Wes slapped his thighs. "Well, what are we waiting for? Let's go, Hobbs. I want to make sure Maintenance doesn't load the torpedo tubes with balloons to save weight. The first thing you need to know about Longprobes," he added, draping an arm across Hobbie's shoulders as they walked away, "is not that they're slow. It's that they _could be slower_. The ion cannon's locked forward – takes all the hard work out of aiming, and gets rid of those pesky heavy hydraulics. Less weight means less mass, less mass means less fuel, and that means–"

"More time listening to you, far from the reaches of civilization?"

"Exactly!"

Wedge shook his head as he watched the pair leave. Either he was both a brilliant tactician and personnel manager, in which case he had just increased his chances for promotion, more's the pity... or he had just condemned two of his few remaining friends to a long mission with even longer odds of success – or survival.


	2. Quarry

Corlaeon's three moons squatted low on the horizon. Nightfall on the planet was a half-hearted thing at best, between the reflected light of the moons and the four-shift factories casting their glow across Craterdown's pockmarked spaceport and the canyons that riddled the corlavite fields.

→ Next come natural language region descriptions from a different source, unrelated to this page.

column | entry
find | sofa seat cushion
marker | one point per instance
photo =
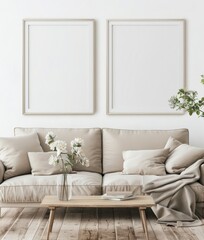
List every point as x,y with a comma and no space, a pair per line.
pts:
32,189
117,181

Shyr could have done without the spotlights, but the presence of the dim moons overhead was comforting. She was never at ease on a moonless planet.

A matched pair of TIEs screamed overhead, and Shyr's muzzle wrinkled in distaste. Not that she could be at ease on Corlaeon, moons or no moons. Not since the Imperial Garrison had taken over the corlavite factories. Some nonsense about efficiency, procedure, and all the other things humans valued alongside shiny armor and crisp uniforms. Shyr snarled wordlessly and turned her back on the lights of Craterdown.

She would spend the night in the box canyon where she had… landed, for lack of a better word. The snubfighter was still upright, if listing a little to port – but that was just a landing strut. Eminently reparable.

A jet of steam hissed from the exhaust port. It smelled like rotting urta-fish.

Well, that too could be fixed, with a few credits and favors exchanged. Shyr's skills as a Tracker were always in demand.

And backwater worlds with rundown spaceports were always crawling with lost things trying not to be found.

* * *

Hobbie sat in a corner booth, trying not to lean against the wall. Like everything else in Craterdown, the Smelting Pot Cantina was littered with tailings and coated in a black powder so fine it was almost greasy. On a windy day, even the spaceport shut down for low visibility. The unconsolidated corlavite fields were lucrative but messy to mine. Industry on Corlaeon had been a free-for-all until the Empire arrived; now the planet was choked in both black dust and red tape.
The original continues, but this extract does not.